VF Corporation, parent to the Vans, The North Face, Jansport and Reef brands and the lucy retail chain, is raising its long-term revenue, operating margin and earnings per share growth targets.  The company said in a release that its new targets reflect the company’s confidence in its vision and strategies, which have been designed to drive “superior returns” to shareholders.

VFC raised its long-term revenue growth target to a range of 8% to 10% annually from its previous guidance of growth in the 6% to 8% range.  The company established a goal of $11 billion in revenues by 2012.  Management said they expect strong organic growth of 6% to 7%, accompanied by 2% to 3% growth attributed to acquisitions.  


Key growth drivers will be “international expansion and continued growth in the direct-to-consumer business.”  International revenues are expected to expand approximately 13% annually and account for a third of total revenues by 2012.  The direct-to-consumer business is expected to grow about 18% annually and represent 22% of revenues.


Revenues in the Outdoor and Contemporary Brands coalitions are expected to grow at a high-single-digit to low-double-digit rate, with Sportswear growing at a mid-single-digit rate.

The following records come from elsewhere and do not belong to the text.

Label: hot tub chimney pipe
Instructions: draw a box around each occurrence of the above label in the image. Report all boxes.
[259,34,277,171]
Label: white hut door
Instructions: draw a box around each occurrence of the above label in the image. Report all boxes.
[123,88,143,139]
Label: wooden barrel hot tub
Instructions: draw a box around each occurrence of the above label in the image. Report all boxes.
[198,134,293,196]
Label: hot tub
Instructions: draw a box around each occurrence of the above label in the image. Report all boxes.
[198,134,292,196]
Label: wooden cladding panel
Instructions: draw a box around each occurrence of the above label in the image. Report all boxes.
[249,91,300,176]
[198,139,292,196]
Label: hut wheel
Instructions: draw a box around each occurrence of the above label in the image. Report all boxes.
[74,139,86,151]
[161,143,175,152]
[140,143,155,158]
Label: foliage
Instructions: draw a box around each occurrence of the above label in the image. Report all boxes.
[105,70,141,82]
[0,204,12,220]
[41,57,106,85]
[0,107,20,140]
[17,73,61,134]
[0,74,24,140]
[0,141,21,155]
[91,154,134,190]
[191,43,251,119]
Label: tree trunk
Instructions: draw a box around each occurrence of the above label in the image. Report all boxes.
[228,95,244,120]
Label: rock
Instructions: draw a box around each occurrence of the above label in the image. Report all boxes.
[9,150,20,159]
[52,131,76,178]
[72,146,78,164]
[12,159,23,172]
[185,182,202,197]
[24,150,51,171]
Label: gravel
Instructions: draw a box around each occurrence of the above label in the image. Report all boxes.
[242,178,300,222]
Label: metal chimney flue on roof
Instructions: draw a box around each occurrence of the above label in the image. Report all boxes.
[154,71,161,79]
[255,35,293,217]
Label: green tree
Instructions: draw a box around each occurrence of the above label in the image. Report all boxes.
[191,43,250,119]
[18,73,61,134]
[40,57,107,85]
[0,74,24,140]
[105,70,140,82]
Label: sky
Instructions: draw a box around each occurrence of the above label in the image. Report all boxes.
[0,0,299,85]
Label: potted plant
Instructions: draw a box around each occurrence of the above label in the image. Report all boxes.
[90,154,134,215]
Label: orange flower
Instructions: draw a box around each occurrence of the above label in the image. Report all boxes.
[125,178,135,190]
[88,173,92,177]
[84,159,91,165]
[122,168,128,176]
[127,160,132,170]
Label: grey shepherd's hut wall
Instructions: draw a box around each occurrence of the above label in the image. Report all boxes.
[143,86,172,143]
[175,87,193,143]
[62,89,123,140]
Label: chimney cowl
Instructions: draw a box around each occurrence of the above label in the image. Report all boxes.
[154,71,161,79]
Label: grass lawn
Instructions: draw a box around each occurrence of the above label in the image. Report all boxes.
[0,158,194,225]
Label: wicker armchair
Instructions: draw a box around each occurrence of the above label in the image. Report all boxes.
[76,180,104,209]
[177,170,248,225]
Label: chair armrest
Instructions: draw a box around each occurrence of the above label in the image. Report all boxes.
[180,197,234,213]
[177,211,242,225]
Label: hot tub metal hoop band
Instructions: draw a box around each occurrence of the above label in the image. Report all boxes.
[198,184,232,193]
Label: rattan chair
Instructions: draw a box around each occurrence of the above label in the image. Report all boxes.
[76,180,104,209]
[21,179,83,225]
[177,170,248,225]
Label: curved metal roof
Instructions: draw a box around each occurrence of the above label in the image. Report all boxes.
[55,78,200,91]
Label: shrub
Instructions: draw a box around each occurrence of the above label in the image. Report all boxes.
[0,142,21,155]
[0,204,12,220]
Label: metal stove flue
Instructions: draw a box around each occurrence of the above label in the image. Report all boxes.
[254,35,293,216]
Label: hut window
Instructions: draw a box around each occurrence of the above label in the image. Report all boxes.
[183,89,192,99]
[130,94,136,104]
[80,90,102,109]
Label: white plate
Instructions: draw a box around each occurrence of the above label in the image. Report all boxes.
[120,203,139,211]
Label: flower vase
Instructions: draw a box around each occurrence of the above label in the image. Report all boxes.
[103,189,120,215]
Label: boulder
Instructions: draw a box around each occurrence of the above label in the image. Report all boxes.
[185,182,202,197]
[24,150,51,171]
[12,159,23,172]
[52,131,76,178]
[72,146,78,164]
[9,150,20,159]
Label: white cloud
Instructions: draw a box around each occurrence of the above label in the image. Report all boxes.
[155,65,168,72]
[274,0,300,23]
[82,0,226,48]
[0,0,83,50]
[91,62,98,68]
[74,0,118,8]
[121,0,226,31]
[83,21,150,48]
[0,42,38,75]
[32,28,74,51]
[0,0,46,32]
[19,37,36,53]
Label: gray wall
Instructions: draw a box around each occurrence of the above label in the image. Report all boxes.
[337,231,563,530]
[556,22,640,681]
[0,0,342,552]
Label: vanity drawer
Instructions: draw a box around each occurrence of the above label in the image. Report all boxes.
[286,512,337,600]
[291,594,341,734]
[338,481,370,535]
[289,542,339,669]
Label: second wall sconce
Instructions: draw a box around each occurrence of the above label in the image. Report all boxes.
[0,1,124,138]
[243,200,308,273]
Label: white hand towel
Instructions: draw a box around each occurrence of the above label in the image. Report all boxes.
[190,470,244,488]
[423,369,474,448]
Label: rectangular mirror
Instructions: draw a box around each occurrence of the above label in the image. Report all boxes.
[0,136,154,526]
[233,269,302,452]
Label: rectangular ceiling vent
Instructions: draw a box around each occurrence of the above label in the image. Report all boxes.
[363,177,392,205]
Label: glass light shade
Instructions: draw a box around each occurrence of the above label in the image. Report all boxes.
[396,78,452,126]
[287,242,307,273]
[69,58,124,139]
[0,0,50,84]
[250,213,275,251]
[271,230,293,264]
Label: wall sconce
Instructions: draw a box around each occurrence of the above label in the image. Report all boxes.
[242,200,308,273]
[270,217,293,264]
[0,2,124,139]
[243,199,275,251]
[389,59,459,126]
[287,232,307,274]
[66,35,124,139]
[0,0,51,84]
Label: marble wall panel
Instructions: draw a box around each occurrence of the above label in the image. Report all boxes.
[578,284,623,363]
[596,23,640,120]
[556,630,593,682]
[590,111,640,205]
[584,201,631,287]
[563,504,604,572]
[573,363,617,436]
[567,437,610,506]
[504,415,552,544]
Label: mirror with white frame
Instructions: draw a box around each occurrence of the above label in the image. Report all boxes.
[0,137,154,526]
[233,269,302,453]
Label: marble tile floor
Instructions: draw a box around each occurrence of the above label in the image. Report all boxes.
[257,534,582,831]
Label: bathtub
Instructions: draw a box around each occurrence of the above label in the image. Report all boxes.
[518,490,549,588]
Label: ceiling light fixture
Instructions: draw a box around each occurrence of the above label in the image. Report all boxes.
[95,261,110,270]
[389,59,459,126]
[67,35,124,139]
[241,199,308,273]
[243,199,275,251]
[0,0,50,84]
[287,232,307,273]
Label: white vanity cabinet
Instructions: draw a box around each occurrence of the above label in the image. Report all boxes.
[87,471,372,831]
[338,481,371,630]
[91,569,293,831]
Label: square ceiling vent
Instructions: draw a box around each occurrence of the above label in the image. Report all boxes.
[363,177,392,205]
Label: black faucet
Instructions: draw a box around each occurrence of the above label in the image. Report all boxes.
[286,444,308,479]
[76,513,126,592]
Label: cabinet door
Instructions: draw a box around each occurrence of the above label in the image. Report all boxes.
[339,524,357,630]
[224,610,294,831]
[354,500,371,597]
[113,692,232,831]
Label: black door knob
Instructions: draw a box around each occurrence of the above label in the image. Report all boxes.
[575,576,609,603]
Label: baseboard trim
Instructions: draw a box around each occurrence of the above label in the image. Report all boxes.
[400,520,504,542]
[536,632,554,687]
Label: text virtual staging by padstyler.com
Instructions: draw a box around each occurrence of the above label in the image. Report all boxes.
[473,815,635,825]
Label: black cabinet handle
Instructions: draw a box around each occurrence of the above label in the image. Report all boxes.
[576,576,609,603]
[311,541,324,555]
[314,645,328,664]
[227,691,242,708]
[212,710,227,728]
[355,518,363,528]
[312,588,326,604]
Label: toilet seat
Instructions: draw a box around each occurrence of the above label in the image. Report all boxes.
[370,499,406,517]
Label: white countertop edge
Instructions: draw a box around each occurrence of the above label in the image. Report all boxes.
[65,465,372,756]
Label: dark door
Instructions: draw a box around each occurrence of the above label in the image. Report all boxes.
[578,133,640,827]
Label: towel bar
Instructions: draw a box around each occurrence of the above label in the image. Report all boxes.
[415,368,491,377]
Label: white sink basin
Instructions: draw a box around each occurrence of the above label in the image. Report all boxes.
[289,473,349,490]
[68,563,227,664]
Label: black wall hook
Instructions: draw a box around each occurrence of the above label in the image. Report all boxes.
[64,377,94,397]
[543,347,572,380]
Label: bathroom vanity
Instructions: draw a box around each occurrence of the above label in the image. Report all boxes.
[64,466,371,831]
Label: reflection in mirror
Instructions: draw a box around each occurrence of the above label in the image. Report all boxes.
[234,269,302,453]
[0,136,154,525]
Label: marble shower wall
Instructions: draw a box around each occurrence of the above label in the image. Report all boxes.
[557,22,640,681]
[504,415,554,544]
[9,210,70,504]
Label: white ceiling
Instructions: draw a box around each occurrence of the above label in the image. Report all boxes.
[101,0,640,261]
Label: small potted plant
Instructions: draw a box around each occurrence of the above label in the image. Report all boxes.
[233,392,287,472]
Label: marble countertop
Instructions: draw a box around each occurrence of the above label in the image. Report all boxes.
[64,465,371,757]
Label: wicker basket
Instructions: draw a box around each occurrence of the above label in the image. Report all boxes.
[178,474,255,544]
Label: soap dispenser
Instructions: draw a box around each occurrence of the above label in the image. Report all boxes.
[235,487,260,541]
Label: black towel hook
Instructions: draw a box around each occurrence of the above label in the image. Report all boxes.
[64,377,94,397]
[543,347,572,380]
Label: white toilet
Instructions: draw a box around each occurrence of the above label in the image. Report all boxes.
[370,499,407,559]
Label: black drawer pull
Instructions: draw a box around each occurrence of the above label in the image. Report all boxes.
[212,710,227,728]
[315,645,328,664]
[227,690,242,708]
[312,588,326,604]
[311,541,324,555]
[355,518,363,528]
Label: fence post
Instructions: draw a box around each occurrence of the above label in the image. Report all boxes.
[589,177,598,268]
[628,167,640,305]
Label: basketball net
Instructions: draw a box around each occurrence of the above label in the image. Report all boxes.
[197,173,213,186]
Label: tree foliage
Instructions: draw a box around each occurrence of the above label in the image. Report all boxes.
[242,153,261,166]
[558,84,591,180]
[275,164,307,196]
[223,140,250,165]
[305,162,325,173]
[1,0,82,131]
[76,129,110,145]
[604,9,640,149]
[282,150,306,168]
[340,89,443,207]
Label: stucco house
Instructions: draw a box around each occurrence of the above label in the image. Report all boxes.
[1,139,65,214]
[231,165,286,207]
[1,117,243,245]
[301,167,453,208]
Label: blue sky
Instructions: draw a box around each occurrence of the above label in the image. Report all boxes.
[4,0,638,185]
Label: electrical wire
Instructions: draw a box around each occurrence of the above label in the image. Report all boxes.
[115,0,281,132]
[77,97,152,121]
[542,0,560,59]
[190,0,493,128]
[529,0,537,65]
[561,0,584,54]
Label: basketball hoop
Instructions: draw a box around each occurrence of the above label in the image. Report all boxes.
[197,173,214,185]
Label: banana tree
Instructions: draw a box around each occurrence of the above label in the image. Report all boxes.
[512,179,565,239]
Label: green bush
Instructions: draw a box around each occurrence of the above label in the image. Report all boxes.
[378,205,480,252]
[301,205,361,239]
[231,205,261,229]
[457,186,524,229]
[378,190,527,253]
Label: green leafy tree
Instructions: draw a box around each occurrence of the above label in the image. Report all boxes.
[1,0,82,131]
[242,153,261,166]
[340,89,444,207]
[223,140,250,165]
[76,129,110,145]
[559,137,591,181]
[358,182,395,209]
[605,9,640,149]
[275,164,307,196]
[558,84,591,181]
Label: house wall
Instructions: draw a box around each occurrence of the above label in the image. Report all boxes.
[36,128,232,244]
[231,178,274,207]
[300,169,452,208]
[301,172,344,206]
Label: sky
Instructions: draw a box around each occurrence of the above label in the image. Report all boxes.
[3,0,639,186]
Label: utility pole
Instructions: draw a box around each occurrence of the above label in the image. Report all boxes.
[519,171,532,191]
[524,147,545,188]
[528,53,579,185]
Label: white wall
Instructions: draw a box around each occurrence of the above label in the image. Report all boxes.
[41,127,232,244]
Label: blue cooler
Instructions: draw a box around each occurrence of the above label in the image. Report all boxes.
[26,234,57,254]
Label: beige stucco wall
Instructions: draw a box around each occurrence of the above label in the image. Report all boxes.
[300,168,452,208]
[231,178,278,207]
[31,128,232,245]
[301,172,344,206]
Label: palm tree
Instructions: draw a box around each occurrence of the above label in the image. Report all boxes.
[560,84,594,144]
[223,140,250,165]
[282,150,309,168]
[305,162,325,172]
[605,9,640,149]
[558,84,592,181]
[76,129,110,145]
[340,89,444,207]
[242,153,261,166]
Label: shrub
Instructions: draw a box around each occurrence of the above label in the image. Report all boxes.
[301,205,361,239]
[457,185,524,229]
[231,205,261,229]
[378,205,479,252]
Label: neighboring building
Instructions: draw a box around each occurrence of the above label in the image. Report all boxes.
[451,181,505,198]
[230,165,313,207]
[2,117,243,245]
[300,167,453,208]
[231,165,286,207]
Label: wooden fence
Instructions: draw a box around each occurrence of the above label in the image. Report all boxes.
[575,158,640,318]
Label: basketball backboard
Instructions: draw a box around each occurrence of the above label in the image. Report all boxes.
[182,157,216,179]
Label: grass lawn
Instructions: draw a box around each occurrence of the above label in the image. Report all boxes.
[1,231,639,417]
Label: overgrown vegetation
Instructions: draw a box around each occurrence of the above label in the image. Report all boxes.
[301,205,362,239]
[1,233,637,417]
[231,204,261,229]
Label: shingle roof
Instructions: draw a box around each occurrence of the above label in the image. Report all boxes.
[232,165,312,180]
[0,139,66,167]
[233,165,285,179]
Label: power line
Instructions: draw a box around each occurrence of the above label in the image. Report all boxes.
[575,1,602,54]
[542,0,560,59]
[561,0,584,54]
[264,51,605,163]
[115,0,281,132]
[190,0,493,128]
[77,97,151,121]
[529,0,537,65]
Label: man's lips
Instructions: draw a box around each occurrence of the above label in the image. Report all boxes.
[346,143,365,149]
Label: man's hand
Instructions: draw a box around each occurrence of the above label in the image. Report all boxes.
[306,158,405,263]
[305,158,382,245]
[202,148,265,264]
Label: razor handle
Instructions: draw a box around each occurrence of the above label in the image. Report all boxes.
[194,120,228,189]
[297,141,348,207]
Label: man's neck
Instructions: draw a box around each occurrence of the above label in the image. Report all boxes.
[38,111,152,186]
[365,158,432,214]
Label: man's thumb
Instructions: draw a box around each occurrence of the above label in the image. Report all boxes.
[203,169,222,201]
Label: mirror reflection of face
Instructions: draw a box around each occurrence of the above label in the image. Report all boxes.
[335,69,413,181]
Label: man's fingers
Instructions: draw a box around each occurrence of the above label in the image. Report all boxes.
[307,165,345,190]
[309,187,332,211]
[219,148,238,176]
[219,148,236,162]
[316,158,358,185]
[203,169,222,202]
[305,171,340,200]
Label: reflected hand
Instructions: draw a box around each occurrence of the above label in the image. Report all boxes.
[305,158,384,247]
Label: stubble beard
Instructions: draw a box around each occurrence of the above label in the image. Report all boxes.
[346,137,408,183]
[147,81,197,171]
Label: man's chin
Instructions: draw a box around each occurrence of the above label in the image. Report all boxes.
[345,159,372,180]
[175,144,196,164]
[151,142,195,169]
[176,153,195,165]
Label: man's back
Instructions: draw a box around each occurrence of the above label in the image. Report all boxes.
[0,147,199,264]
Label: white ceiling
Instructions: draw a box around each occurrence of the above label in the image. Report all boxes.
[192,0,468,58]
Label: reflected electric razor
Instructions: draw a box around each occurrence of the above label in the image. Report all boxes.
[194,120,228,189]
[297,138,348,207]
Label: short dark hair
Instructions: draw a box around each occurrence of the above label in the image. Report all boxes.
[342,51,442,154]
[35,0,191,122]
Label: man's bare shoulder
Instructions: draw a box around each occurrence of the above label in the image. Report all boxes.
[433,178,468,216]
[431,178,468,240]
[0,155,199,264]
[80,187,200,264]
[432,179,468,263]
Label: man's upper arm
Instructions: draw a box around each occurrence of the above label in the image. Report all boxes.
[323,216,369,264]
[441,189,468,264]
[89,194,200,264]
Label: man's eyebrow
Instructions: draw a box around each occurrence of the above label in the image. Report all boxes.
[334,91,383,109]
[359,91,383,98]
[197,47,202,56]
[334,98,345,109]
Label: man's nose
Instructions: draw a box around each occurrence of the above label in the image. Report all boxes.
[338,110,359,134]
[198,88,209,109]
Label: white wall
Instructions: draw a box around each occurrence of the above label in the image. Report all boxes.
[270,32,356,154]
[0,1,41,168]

VFC also indicated it was raising its operating margin target to 15% from the previous 14% target.  Those increased margins are expected to fuel incremental EPS growth, which are now expected to increase in the 10% to 11% range on an annual basis.

Management said they expect to maintain a dividend payout rate of approximately 40% over the next five years.

For 2008, VFC is anticipating revenue growth of 9% and earnings per share growth of 10%, excluding the impact of any new acquisitions.